By L.A. Williams
Christian Action League
February 9, 2024
Just weeks away from legalized online sports betting in North Carolina, Lifeway Research has released a study showing that most pastors agree that gambling is morally wrong, but few are sharing that conviction from the pulpit. More than half of pastors polled say they haven’t felt the need to address the issue in the last year, a fact that reveals a significant shift from what surveyed pastors reported in 2018, shortly after a Supreme Court ruling opened the door for states to legalize sports betting.
“Pastors are still not supportive of sports betting, but their plan for responding has changed in the last six years,” Scott McConnell, executive director of Lifeway Research, told the Biblical Recorder. “Pastors’ 2018 intentions were to fight to keep our culture from hurting itself by lowering a standard. Now that most states have legalized sports betting, pastors appear less interested in focusing on this behavior. Many will likely follow through on their intentions if a specific need arises, but the reality is that intentions are easier than actions.”

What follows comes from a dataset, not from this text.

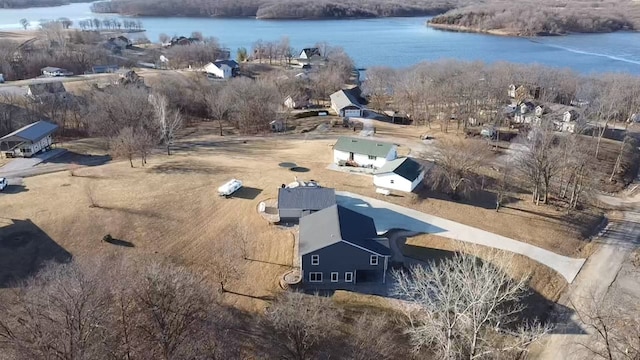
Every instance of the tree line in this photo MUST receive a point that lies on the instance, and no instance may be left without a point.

Nearly 9 in 10 pastors polled in 2018 said that they would offer counseling for those struggling with gambling addiction and 33 percent said they would use sermons to discourage people from placing sports bets. But within the last year, just 44 percent of pastors reported counseling anyone about the matter, and only 7 percent said they have preached against sports betting.
The Rev. Mark Creech, executive director of the Christian Action League, says pastors should not turn a blind eye to what is essentially “a false religion that will fleece the flock and their communities.”
“Gambling is rooted in covetousness, which the Bible considers idolatry. ‘Lady Luck’ is its deity,” he wrote in a 2020 editorial. “Beyond the serious social and moral implications, gambling replaces faith in God with trust in money, diverting attention away from spiritual matters toward material gain.”
The Lifeway poll, conducted between Aug. 29 and Sept. 20, 2023, shows that evangelical pastors are more likely than other ministers to see sports gambling as morally wrong, with Baptist and non-denominational pastors most likely to acknowledge it as sinful.
Miles Mullin, vice president and chief-of-staff of the Southern Baptist Convention’s Ethics & Religious Liberty Commission, told the Christian Post that even though the words “Thou shall not gamble” are not among the Biblical commandments, Scripture illustrates the ripple effect of sin that harms the participant and those around him.
“This seems particularly true for addictive behaviors, and gambling is no different,” Mullin said.
Creech said the social costs of gambling always outweigh any of its perceived benefits and that gambling profits come at the expense of the psychological and financial well-being of individuals.
“Gambling is not merely a voluntary matter, for its success in billions of dollars is dependent upon enslaving millions, robbing them of their psychological and financial freedom. It draws money away from businesses which provide a better return for the economy than what they take out of it,” he said. “Legalized gambling doesn’t reduce corruption but supplies it with respectability, and thereby enables it, increasing law enforcement and welfare costs. And while it may provide jobs, it also works as a disincentive to industry, a strong work ethic, and personal savings. Worse still, whether one is a winner or a loser, gambling dissuades one from a life of faith in God.”
Creech said this is why pastors should do something about it now, especially with the March 11 kickoff for sports betting across North Carolina looming.
“Their silence or lack of passion against it is an indictment of their passion for Christ and the victims that gambling will leave in its wake,” he added.